Standard X-ray radiographs of a composite particle made up by two mineralogical species with different linear attenuation coefficients produce 2D attenuation images that do not allow differentiating between a thin high stopping power and a thick low stopping power-mineralogical inclusion. Dual-energy (DE) imaging—i.e., a pair of radiographs taken at different incident X-ray energy—followed by digital image subtraction allows transforming the log processed energy images into two thickness images. This linear transformation permits the estimation of the particle volumetric content in the two phases and it is fast, as required for the development of an online ‘mineral liberation’ or a ‘washability’ sensor or a ‘valuable-phase-inclusion’ detector.

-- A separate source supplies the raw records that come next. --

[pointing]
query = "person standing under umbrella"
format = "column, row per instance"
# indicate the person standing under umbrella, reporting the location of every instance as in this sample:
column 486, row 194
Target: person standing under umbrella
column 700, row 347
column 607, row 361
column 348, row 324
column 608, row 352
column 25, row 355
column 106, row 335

In this paper, micro-CT was used to reconstruct fine particle slices so that the thickness of the two phases could be precisely calculated and compared with that one derived by DE. Preliminary experiments with monochromatic X-ray demonstrated the potential of the DE method to retrieve the particle grade. The tests were conducted with fine composite particles made up of two mineralogical species. Due to the nonhomogeneous composition and density variation within the two mineralogical phases segmented and also to partial volume effects in the tomographic reconstruction of particle slices, each of the two segmented phases have a Gaussian distribution of the linear attenuation coefficient μ (rather that one single value) and values of the σ( μ) such that the density distribution right tail of the species with the lower μ overlaps the left tail of the other species giving rise to a bimodal distribution of μ within the particle. This material feature adds further complexity to the problem.